O mercado ainda digere os desdobramentos de um ataque a um navio de carga próximo ao litoral de Omã, que ocorreu na noite de quinta-feira. As autoridades americanas apontam o Irã como responsável, reacendendo temores sobre a segurança do transporte marítimo. Essa instabilidade geopolítica, que já vimos se desenrolar em outros momentos, como em 2023 com incidentes similares, cria um prêmio de risco que dificilmente desaparece por completo. Para mim, esse tipo de evento é um lembrete constante de que o petróleo é muito mais do que uma commodity; é um componente intrínseco da geopolítica global.

Um sopro de ar fresco no desemprego

Em contrapartida, os dados de desemprego divulgados hoje pelo IBGE trouxeram um respiro. A taxa recuou para 5,6% no trimestre encerrado em maio de 2026, atingindo o menor patamar desde 2012, ano que marca o início da série histórica. Esse é um sinal positivo para a economia brasileira, indicando que o mercado de trabalho está se aquecendo e que o poder de compra dos consumidores pode ser impulsionado. Para quem investe, um mercado de trabalho robusto é sempre um bom presságio, pois geralmente se traduz em maior consumo e, consequentemente, em melhores resultados para as empresas.

O número veio em linha com as expectativas do mercado, o que evita surpresas negativas. No entanto, a queda do petróleo e a tensão geopolítica no exterior acabaram pesando mais na balança, direcionando o Ibovespa para a baixa neste pregão. É como se a economia estivesse tentando avançar com um freio puxado: um aspecto melhora, mas outro te segura.

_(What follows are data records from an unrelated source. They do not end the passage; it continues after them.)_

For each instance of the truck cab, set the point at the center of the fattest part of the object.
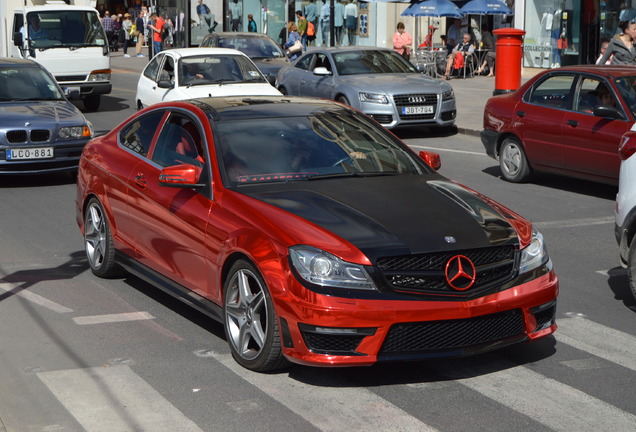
(70, 43)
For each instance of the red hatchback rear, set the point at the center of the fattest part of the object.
(566, 121)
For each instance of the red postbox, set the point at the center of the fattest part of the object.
(509, 49)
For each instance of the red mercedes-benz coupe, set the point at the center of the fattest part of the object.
(312, 233)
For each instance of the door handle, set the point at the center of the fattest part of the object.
(140, 180)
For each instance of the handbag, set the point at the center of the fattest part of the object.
(297, 46)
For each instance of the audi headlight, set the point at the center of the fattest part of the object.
(373, 98)
(100, 75)
(322, 268)
(535, 254)
(85, 131)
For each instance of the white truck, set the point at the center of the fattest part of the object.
(69, 42)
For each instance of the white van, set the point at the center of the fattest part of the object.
(70, 43)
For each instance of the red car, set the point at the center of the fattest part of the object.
(566, 121)
(312, 233)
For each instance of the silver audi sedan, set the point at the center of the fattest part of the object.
(376, 81)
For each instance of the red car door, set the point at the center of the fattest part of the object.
(591, 142)
(171, 222)
(538, 119)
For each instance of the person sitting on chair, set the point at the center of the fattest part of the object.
(465, 49)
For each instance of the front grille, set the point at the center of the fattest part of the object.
(382, 118)
(16, 136)
(70, 78)
(331, 344)
(545, 318)
(424, 273)
(431, 336)
(39, 135)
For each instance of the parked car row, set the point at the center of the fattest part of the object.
(577, 121)
(261, 209)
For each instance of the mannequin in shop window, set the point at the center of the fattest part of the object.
(622, 46)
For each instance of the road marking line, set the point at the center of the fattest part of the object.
(599, 340)
(545, 400)
(106, 399)
(436, 149)
(34, 298)
(111, 318)
(330, 408)
(570, 223)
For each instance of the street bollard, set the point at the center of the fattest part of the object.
(509, 50)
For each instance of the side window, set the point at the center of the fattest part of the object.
(323, 61)
(592, 93)
(305, 63)
(153, 67)
(553, 92)
(137, 136)
(167, 70)
(179, 143)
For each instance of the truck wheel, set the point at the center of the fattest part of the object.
(91, 103)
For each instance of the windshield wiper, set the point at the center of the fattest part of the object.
(353, 174)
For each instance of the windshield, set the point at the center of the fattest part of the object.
(371, 62)
(208, 69)
(48, 29)
(627, 88)
(253, 47)
(27, 83)
(336, 143)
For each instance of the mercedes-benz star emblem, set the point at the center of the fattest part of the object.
(460, 272)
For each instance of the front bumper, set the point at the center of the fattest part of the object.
(390, 115)
(348, 332)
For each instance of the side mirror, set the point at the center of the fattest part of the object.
(17, 39)
(321, 71)
(432, 159)
(72, 93)
(181, 176)
(163, 83)
(607, 111)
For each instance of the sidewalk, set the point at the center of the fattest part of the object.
(471, 94)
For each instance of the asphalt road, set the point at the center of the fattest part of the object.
(78, 353)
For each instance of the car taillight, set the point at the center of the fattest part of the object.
(627, 146)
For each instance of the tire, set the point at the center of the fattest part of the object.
(631, 267)
(513, 161)
(250, 321)
(98, 242)
(343, 100)
(91, 103)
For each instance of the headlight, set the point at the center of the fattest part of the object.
(321, 268)
(535, 254)
(373, 98)
(75, 132)
(101, 75)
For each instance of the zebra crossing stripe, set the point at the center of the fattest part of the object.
(328, 408)
(597, 339)
(545, 400)
(107, 399)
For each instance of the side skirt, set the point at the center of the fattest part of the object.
(170, 287)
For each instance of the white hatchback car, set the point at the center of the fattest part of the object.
(625, 228)
(187, 73)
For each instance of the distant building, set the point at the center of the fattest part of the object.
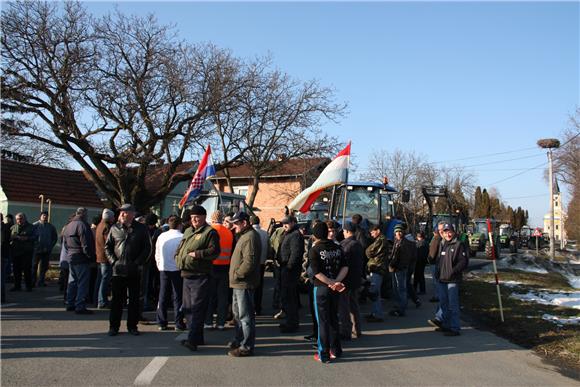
(559, 217)
(277, 188)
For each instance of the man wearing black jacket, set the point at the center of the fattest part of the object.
(451, 262)
(348, 308)
(128, 248)
(80, 247)
(289, 257)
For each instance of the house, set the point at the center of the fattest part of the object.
(277, 188)
(23, 186)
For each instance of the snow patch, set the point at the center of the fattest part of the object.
(561, 320)
(568, 300)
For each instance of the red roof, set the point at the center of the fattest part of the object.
(23, 182)
(292, 167)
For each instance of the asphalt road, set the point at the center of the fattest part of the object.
(42, 345)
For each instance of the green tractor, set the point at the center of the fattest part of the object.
(479, 238)
(508, 238)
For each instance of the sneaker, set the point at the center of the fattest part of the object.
(113, 332)
(280, 315)
(239, 352)
(188, 345)
(84, 311)
(435, 322)
(317, 358)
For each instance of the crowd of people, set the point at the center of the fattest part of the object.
(211, 271)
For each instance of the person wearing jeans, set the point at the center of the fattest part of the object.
(403, 254)
(244, 278)
(105, 270)
(169, 274)
(451, 262)
(376, 254)
(80, 248)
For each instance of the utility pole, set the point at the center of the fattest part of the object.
(549, 144)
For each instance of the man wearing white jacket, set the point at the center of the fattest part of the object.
(169, 274)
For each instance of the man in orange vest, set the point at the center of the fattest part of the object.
(218, 283)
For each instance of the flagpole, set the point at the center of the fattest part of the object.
(345, 190)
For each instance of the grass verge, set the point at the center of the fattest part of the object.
(523, 323)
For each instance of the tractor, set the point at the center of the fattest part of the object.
(508, 238)
(451, 217)
(479, 239)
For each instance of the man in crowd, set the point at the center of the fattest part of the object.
(349, 312)
(402, 254)
(451, 262)
(198, 248)
(434, 247)
(218, 279)
(264, 251)
(244, 278)
(80, 248)
(46, 238)
(128, 248)
(105, 270)
(21, 250)
(422, 253)
(275, 241)
(328, 269)
(376, 266)
(290, 259)
(170, 277)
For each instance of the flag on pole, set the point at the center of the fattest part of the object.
(205, 170)
(335, 173)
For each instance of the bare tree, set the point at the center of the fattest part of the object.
(119, 95)
(283, 119)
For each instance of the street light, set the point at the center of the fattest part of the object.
(549, 144)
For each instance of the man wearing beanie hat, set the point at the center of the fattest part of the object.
(46, 238)
(403, 254)
(105, 269)
(329, 268)
(451, 261)
(128, 248)
(198, 248)
(218, 280)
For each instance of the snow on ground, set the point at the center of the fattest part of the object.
(561, 320)
(568, 300)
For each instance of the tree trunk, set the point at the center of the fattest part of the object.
(255, 188)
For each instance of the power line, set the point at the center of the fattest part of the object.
(518, 174)
(485, 155)
(526, 197)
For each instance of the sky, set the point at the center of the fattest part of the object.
(460, 83)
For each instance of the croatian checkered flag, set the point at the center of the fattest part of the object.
(205, 170)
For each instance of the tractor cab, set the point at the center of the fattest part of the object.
(213, 199)
(372, 200)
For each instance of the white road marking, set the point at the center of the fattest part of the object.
(54, 297)
(182, 336)
(146, 376)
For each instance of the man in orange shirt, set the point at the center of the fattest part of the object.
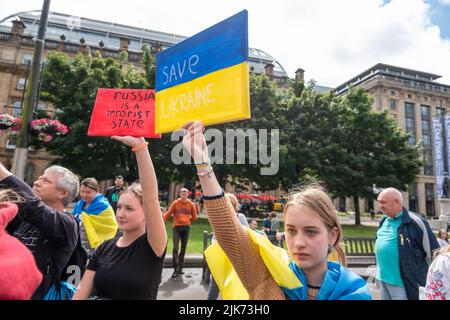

O que muda no seu bolso e portfólio?

A instabilidade do petróleo tem um impacto direto em seu bolso e portfólio, principalmente se você investe em ações de empresas ligadas ao setor energético. A queda nos preços da commodity pode afetar os lucros da Petrobras, e consequentemente, o desempenho de suas ações. No momento, a Ágora Invest sugere operações de day trade com compra em CPFL Energia e venda em Petrobras, buscando uma margem de ganho de até 1,44%. Mas atenção: day trade é para quem tem estômago forte e conhecimento do mercado.

Para quem acompanha o mercado financeiro há mais tempo, a dinâmica atual não é totalmente inédita. Lembram de 2022, quando a volatilidade do petróleo também ditou o ritmo da bolsa em diversos momentos, impulsionada por questões geopolíticas? O padrão se repete: qualquer sinal de instabilidade no Oriente Médio gera cautela global. A diferença agora é a conjuntura econômica doméstica, com um desemprego em baixa que pode ser um contraponto, mas não anula os riscos externos.

Na minha leitura, o cenário exige atenção redobrada. A desemprego em queda é um fator fundamental, que contribui para a sustentação da demanda interna. Porém, o risco de uma escalada de tensões no Oriente Médio é um evento inesperado com potencial para desestabilizar o mercado global e, por consequência, a economia brasileira. Monitorar o desenrolar dessa situação no Estreito de Ormuz e a comunicação das autoridades sobre o conflito será crucial nas próximas semanas.

Sinais para os próximos dias

Acompanharemos de perto a evolução dos preços do petróleo e qualquer novo desenvolvimento na região do Oriente Médio. A bolsa brasileira, por sua vez, tentará encontrar um equilíbrio entre os dados econômicos internos positivos e as incertezas vindas do exterior. É provável que o Ibovespa permaneça volátil, reagindo a cada notícia sobre a commodity e sobre o cenário internacional.